Monday Mid-Day Movers: 3 Stories Driving Markets
After trading lower early in the morning, the U.S. markets are mixed on Monday afternoon. Investors are looking forward to a speech by Federal Reserve Chairman Ben Bernanke later in the day, and five more banks to release earnings later in the week.
At 12:09 p.m.: DJIA: +0.08%, S&P 500: -0.20%, NASDAQ: -0.40%.
1) In December, the Federal Reserve committed to continue buying assets and to keep rates near zero until the U-3 unemployment rate hits 6.5 percent (currently at 7.8 percent) — as long as inflation expectations didn’t pass 2.5 percent.
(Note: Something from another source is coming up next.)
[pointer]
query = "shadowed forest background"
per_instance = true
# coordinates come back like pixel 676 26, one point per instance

The inflation rate is as good a measure as any to determine if the Fed’s monetary easing policies get too hot, and a high rate could be a sign to let off the gas.
At the Asian Financial Forum in Hong Kong on Monday, Chicago Fed president Charles Evans said that “Given more explicit conditionality, markets can be more confident that we will provide the monetary accommodation necessary to close the large resource gaps that currently exist. Additionally, the public can be more certain that we will not wait too long to tighten if inflation were to become a substantial concern.”
Evans rotates into a voting spot this year, and his focus on removing uncertainty could be a boon for the markets… (Read more.)
2) “Neither the Treasury Department nor the Federal Reserve believes that the law can or should be used to facilitate the production of platinum coins for the purpose of avoiding an increase in the debt limit,” said Treasury spokesman Anthony Coley in a statement. Apparently, a $1 trillion coin is off the table and congressional leaders will have to come up with another “it’s so crazy it might work” plan to solve America’s lingering fiscal issues.
The idea of minting a coin was immediately seen as by many observers, but the fact that it was taken seriously by so many people for so long is a window into the wild circus sideshows going on up at Capitol Hill.
3) Philadelphia Federal Reserve Bank president Charles Plosser has been a long-time critic of the central Fed’s easy-money policies. Addressing a conference in New Jersey on Friday, he extended his outlook overseas, speaking to fears that when governments push down the value of their currencies — currently, through massive monetary easing policies — they run the risk of entering currency wars, which is mutually destructive.
Plosser’s comments come shortly after Japan’s new Prime Minister Shinzo Abe made a massive stimulus announcement, approving as much as $116 billion in an effort to kick start Japan’s sluggish economy.